New Jersey Gov. Phil Murphy Copyright Dave Kotinsky, Getty Images
New Jersey Gov. Phil Murphy

New Jersey Proposes Uniform Fiduciary Rule for Brokers and Advisors

The proposed regulation would make the Garden State one of the first in the country to enact a uniform fiduciary standard for financial advisors.

Broker/dealers and their reps doing business in New Jersey should be required to operate under a higher standard that currently applies to investment advisors, according to a new proposed rule released yesterday by the state's Bureau of Securities. The rule would require all financial advisors registered in the state to act as fiduciaries, making New Jersey one of the first states to propose a uniform fiduciary standard for all financial services professionals.

Gov. Phil Murphy touted the proposed rule, which he called “some of the strongest investor protections in the nation.”

“At a time when the federal government is undermining the consumer protections implemented in the wake of the 2008 economic crash, we are committed to ensuring our residents and families are protected from predatory financial practices,” he said.

The rule would apply to recommendations on investments; opening or transferring assets into any kind of account; and the purchase, sale or exchange of any security. A broker or advisor has to make “reasonable inquiry” in the best interest of their client, and any recommendations offered cannot be made with regard to a financial interest of the broker, advisor or any other third party.

While Securities and Exchange Commission–registered investment advisors already adhere to a fiduciary standard, brokers currently must provide advice that is “suitable” for clients. Additionally, many b/d advisors also operate as investment advisors and often will “switch hats” when dealing with the same client, obfuscating what standard the advisor must adhere to during an interaction, according to the Bureau of Securities. Under the new standard, brokers would have to adhere to a fiduciary duty for all their interactions with a client, whether they are operating as a broker or investment advisor.

“The rule we’re proposing codifies a standard that most investors believe they are already receiving from their financial professionals,” New Jersey Bureau of Securities Chief Christopher Gerold said.

The SEC has said it intends to release a final rule on its Regulation Best Interest this fall, though last month SEC Chairman Jay Clayton refused to offer a detailed time line. This regulation is expected to require more robust disclosure procedures to ensure that brokers are acting in the “best interest” of a client, though critics contend this would fall short of the fiduciary duty demanded of investment advisors; New Jersey’s rule stressed that disclosing conflicts alone would not suffice in protecting investors.

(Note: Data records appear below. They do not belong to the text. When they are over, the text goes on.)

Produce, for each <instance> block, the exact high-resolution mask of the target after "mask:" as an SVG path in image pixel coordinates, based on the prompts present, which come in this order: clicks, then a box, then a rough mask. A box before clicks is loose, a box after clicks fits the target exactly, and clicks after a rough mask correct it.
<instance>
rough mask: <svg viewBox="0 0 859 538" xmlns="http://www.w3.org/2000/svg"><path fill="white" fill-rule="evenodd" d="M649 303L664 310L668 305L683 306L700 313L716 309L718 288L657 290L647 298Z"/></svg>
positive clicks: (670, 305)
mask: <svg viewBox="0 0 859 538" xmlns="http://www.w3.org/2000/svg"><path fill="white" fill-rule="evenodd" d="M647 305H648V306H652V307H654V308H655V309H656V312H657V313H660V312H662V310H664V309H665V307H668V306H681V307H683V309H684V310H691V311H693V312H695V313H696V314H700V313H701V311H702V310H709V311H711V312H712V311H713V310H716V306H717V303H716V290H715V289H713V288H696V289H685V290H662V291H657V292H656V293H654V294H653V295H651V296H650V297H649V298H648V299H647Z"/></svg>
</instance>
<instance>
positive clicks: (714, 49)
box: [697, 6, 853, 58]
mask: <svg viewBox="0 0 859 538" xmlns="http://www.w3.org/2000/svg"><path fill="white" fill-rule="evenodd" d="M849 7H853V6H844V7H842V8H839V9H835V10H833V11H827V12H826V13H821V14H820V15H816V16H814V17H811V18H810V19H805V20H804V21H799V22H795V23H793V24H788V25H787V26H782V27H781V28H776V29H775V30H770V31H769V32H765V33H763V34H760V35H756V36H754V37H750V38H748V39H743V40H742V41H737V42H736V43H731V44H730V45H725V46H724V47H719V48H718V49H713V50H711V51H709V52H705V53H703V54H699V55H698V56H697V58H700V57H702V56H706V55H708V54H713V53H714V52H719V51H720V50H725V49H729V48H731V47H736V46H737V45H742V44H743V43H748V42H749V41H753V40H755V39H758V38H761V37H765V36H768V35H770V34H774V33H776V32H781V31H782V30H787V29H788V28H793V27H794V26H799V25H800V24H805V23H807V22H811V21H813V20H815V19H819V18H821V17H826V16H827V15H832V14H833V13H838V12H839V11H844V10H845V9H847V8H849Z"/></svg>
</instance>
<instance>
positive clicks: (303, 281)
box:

“As several commenters to the pre-proposal noted, the proposed SEC standard is greater than that of the suitability rule but is less than that of a fiduciary duty,” a summary offered with the rule said. “The Bureau believes that the SEC Regulation Best Interest does not provide sufficient protections for New Jersey investors.”

The New Jersey rule also follows a court ruling last year that vacated the U.S. Department of Labor's proposed fiduciary rule, arguing the DOL had overstepped its regulatory bounds. Critics of the New Jersey regulation argued that states should refrain from instituting their own standards before the SEC comes out with its rule. 

“State-specific standards will lead to a patchwork of varying requirements across the country, confusing investors and creating uncertainty for advisors who are trying to best serve their clients while also obeying state and federal regulations,” said David Bellaire, executive vice president and general counsel of the Financial Services Institute.

New Jersey's rule would create an exemption for brokers or advisors acting in a fiduciary capacity to an employee benefit plan or its participants, unlike Nevada’s recent proposal. In Connecticut, financial planners must disclose that they do not have a fiduciary duty if it is requested, while some New York legislators are mulling an act that would mandate that brokers disclose that they have no fiduciary duty to their clients. Maryland legislators introduced a fiduciary standard bill in February, but it was rejected in the state Senate Finance Committee earlier this month.  

Knut Rostad, the co-founder and president of the Institute for the Fiduciary Standard, said it would be important for states to follow in New Jersey's footsteps. 

“Passing the New Jersey rule as proposed would be an inspiration to other states,” he said.

A public comment period will last until June 14; afterwards, the Bureau of Securities will review comments and release a summary of comments and responses this fall. The rule becomes final after the summary’s publication and will take effect 90 days later.

Rostad said the next step for supporters of fiduciary standards on the state level is to consider how their advocacy can be successful in contrast to their previous calls for robust federal oversight.

“A balanced view of what’s happened over the past 10 years is fiduciary duties have been solidly defeated at the federal level,” he said. “What should we and could we do differently to avoid repeating history at the state level, and specifically in New Jersey?”